The Nazis burned, smashed, looted and confiscated the possessions of mil-lions. But some precious pieces remained. Many musical instruments survived when their owners did not. Many more were lost or abandoned as their owners escaped the war. And when the Allies liberated Europe in 1945, hope remained. For Moshe and Golda’s son, Amnon Weinstein, that hope manifested in the thin wooden bodies of violins, violas and cellos rescued from the Holocaust.

Now, this unique collection will come to L.A. for the first time March 22 to April 26, 2020 for a month-long series of concerts, exhibits, and student educational programming at several L.A. cultural institutions. 

Each concert in the Violins of Hope series will feature performers and soloists using instruments from the Weinstein’s collection. “Before each concert the soloist will hold up the instrument to show it’s actually being played,” says Beverly Hills resident Susanne Reyto, the chair of Violins of Hope, Los Angeles County.

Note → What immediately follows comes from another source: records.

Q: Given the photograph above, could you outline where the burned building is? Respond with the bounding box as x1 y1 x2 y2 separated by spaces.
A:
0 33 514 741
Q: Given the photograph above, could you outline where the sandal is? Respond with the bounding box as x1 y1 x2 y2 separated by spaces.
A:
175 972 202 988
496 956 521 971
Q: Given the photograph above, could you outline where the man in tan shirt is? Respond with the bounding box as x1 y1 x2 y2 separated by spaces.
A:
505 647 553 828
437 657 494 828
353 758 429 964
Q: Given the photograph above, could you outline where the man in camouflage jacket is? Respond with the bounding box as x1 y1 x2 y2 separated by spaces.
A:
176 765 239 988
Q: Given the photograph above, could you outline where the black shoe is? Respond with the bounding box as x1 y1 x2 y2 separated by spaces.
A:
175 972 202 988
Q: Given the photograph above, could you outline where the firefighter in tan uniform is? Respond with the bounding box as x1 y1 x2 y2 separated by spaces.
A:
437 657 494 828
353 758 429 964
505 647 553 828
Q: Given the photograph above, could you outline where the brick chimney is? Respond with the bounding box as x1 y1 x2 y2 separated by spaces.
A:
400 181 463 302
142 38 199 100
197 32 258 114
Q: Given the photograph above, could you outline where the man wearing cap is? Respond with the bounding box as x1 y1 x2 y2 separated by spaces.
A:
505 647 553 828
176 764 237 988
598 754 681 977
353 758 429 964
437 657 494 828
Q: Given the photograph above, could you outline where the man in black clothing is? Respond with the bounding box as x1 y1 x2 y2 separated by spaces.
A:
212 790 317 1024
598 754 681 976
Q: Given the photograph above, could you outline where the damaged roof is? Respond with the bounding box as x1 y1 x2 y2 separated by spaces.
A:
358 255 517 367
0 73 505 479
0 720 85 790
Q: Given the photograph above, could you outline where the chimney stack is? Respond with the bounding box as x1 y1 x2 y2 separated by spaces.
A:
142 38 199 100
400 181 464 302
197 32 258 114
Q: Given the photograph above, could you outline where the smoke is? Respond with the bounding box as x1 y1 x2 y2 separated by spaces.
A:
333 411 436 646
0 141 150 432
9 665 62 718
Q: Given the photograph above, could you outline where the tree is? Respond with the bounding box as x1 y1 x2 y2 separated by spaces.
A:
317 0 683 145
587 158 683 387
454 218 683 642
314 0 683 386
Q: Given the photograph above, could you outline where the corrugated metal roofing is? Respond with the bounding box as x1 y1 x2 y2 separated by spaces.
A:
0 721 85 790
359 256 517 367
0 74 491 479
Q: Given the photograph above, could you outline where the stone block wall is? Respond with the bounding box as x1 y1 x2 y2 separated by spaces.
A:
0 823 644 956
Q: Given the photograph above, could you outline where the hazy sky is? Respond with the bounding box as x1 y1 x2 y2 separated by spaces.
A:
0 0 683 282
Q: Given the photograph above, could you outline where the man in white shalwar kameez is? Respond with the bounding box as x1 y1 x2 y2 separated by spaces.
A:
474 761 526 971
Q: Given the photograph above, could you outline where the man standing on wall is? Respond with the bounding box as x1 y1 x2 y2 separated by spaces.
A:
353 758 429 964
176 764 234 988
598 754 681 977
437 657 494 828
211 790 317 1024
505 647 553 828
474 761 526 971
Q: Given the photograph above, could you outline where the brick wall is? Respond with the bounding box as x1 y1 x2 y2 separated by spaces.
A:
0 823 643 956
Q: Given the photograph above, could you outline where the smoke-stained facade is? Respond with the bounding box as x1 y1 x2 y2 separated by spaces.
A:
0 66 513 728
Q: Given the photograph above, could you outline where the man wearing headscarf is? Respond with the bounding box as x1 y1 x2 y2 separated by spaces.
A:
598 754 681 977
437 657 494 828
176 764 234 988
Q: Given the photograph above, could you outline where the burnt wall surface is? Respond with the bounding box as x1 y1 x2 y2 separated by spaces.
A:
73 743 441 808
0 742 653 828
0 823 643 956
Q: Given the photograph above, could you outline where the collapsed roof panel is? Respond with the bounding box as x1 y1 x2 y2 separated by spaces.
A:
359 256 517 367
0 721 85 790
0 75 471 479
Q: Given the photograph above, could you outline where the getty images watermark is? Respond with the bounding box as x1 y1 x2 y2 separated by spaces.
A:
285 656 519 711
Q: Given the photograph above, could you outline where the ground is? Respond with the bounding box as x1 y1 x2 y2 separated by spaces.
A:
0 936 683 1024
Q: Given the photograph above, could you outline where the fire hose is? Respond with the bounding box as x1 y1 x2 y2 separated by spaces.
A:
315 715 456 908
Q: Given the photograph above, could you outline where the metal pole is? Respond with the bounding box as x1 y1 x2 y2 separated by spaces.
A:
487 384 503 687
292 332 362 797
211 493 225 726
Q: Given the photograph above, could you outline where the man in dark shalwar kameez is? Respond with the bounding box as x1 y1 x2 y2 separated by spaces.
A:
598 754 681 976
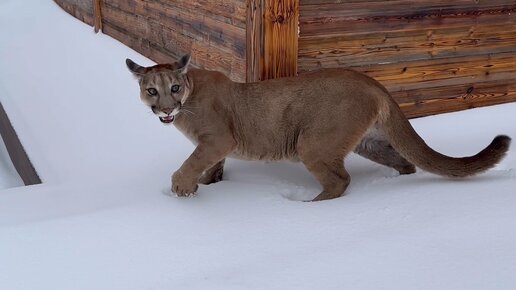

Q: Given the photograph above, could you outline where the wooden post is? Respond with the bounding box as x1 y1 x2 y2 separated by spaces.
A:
262 0 299 79
247 0 299 82
93 0 102 33
246 0 264 82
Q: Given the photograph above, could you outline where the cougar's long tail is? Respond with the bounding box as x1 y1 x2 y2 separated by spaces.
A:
380 100 511 177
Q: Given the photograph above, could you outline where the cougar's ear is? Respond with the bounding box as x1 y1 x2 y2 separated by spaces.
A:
176 54 191 74
125 59 147 78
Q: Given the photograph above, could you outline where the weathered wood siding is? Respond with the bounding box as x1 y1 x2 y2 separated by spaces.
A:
298 0 516 116
55 0 247 81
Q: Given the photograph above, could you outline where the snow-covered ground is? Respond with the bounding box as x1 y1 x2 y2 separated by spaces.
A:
0 0 516 290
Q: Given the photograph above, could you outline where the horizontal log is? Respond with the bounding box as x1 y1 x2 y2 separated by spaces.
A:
102 1 246 81
400 85 516 118
299 1 516 37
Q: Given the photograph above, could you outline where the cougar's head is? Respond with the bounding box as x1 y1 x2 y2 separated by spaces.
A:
125 55 192 124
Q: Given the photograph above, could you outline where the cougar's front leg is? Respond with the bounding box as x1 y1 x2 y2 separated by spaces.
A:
172 138 235 196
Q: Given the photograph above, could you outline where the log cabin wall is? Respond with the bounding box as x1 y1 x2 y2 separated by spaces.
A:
55 0 247 81
298 0 516 117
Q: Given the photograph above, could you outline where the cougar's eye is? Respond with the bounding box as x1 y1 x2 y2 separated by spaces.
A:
147 88 158 96
171 85 181 93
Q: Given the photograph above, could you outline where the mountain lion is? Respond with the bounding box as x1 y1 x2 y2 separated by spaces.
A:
126 55 511 200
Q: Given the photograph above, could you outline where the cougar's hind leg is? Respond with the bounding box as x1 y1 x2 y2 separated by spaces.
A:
298 137 351 201
354 128 416 174
199 159 226 184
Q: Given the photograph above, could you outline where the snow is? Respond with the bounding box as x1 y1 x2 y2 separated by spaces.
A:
0 0 516 289
0 138 23 189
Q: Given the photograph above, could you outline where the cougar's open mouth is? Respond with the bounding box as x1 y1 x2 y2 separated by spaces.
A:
159 116 174 124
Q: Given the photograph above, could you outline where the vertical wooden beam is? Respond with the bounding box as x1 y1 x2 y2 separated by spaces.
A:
93 0 102 33
246 0 265 82
262 0 299 79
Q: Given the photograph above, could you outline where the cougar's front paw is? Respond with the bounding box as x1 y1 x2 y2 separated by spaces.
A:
172 171 199 196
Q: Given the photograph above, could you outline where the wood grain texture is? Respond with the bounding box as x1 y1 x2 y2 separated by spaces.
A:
246 0 265 82
55 0 247 81
55 0 516 117
262 0 299 80
298 0 516 117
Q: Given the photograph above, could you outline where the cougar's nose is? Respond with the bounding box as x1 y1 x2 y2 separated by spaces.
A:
161 108 174 115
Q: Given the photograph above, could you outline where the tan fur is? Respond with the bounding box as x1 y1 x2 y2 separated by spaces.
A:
127 56 510 200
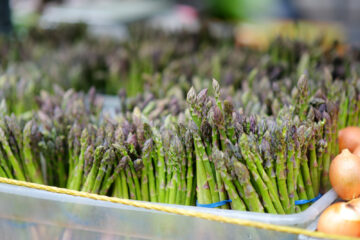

She is responsible for working with Weinstein to bring the violins to the region. “We’re bringing the voice back to instruments that were silenced.”

Reyto jumped at the opportunity to take part in the program since her mission “is to educate about what transpired and prevent it from happening again.” 

Born just six days before the Nazi occupation of Hungary in March of 1944, her childhood experiences and her difficult escape from Communist Hungary in the late 1950s are chronicled in her memoir, Pursuit of Freedom.

“Kids don’t learn history; and to just give historical data is boring. Educating through music and culture penetrates better than a textbook,” says Reyno who served as the chair of the City of Hope Board of Governors, a board member of the Beverly Hills Women’s Club, and president of Hadassah Los Angeles and ZOA Western Region.

She sees the initiative as a three-pronged project with concerts, also fea-turing the Rotterdam Philharmonic with Nelson Freire and the Jerusalem Quartet, the education component with artist-in-residence and Northridge native Niv Ashkenazi, the only individual musician in North American entrusted with one of the collection’s rescued violins, sharing the instrument at more than 40 schools; and an exhibition at the Los Angeles Museum of the Holocaust.

Approximately 30 instruments will come to L.A. including some violas and cellos. Among the violins coming are the Dachau violin, played by an inmate who survived and lived to 88; the Bielski klezmer violin, named for partisans who saved 1,230 Jews during the war; a gypsy violin that was buried in snow, and the Auschwitz violin, owned by an inmate who played in the men’s orchestra–and survived.

“A lot of people don’t realize that Auschwitz had several orchestras,” says Reyto. “There was a popular music orchestra that played at 5 p.m. tea for the officers’ enjoyment.”